Short-Term Behavior of a Geothermal Energy Storage: Modeling and Theoretical Results

TL;DR

This paper models the short-term thermal behavior of geothermal energy storage systems using numerical methods for the heat equation, aiding in optimal control and management of residential heating.

Contribution

It introduces and analyzes finite difference discretization schemes for simulating the temperature dynamics in geothermal storage systems.

Findings

Stability conditions for the discretization schemes are derived.

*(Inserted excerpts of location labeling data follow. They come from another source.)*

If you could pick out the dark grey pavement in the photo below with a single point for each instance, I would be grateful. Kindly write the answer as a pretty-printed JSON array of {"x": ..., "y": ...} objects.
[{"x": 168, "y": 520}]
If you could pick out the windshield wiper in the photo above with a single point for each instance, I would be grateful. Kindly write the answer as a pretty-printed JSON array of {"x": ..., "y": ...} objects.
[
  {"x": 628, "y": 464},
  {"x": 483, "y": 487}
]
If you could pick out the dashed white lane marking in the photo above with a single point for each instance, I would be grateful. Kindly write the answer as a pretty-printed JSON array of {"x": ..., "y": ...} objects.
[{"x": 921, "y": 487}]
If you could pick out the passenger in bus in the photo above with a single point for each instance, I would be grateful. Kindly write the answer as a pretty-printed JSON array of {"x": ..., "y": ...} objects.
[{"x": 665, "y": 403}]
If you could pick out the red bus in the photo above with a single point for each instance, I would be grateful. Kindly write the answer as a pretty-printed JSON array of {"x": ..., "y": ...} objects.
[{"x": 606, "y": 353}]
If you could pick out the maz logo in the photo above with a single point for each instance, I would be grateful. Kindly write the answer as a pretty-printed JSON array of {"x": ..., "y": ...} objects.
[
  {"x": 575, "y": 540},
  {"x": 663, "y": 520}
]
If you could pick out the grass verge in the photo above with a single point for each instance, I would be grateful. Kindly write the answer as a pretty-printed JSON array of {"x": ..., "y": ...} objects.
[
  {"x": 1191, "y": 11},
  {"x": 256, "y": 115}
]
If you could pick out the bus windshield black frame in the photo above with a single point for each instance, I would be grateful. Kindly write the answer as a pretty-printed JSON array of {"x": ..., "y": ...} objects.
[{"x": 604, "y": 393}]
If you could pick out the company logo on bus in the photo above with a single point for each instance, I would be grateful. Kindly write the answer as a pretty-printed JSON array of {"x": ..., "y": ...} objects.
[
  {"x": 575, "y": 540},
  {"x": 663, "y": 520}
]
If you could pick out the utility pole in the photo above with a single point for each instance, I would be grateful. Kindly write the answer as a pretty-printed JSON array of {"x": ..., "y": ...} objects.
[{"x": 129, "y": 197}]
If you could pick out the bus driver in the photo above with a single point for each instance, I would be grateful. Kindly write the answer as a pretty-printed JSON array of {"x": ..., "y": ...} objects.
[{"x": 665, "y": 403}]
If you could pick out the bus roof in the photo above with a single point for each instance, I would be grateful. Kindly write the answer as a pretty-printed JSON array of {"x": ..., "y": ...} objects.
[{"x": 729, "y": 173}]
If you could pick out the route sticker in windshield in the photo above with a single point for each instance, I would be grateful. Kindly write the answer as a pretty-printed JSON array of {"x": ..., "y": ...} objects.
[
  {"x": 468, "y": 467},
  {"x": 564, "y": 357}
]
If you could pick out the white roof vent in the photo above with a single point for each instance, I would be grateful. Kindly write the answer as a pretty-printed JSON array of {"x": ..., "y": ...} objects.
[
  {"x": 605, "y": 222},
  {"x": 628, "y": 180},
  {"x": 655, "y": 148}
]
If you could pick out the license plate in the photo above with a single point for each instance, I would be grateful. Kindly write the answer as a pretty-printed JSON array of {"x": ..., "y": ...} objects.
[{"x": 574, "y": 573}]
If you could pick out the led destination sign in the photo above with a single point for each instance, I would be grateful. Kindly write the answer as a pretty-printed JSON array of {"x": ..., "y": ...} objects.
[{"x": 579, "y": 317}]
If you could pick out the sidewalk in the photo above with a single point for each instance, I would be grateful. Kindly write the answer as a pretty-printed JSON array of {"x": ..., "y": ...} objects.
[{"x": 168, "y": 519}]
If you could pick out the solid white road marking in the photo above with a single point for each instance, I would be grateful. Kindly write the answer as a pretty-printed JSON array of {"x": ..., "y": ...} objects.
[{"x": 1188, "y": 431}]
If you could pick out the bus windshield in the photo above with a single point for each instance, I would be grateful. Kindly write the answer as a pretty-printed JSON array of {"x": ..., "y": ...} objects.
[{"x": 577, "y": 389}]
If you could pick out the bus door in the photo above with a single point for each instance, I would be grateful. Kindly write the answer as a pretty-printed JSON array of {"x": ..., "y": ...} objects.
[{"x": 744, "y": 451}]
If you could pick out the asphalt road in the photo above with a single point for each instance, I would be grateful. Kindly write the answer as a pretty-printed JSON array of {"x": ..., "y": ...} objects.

Numerical simulations demonstrate the effectiveness of the proposed methods.

Abstract

This paper investigates numerical methods for simulations of the short-term behavior of a geothermal energy storage. Such simulations are needed for the optimal control and management of residential heating systems equipped with an underground thermal storage. There a given volume under or aside of a building is filled with soil and insulated to the surrounding ground. The thermal energy is stored by raising the temperature of the soil inside the storage. It is charged and discharged via pipe heat exchangers filled with a moving fluid. Simulations of geothermal energy storages aim to determine how much energy can be stored in or taken from the storage within a given short period of time. The latter depends on the dynamics of the spatial temperature distribution in the storage which is governed by a linear heat equation with convection and appropriate boundary and interface conditions. We consider semi- and full discretization of that PDE using finite difference schemes and study associated stability problems. Numerical results based on the derived methods are presented in the companion paper [17].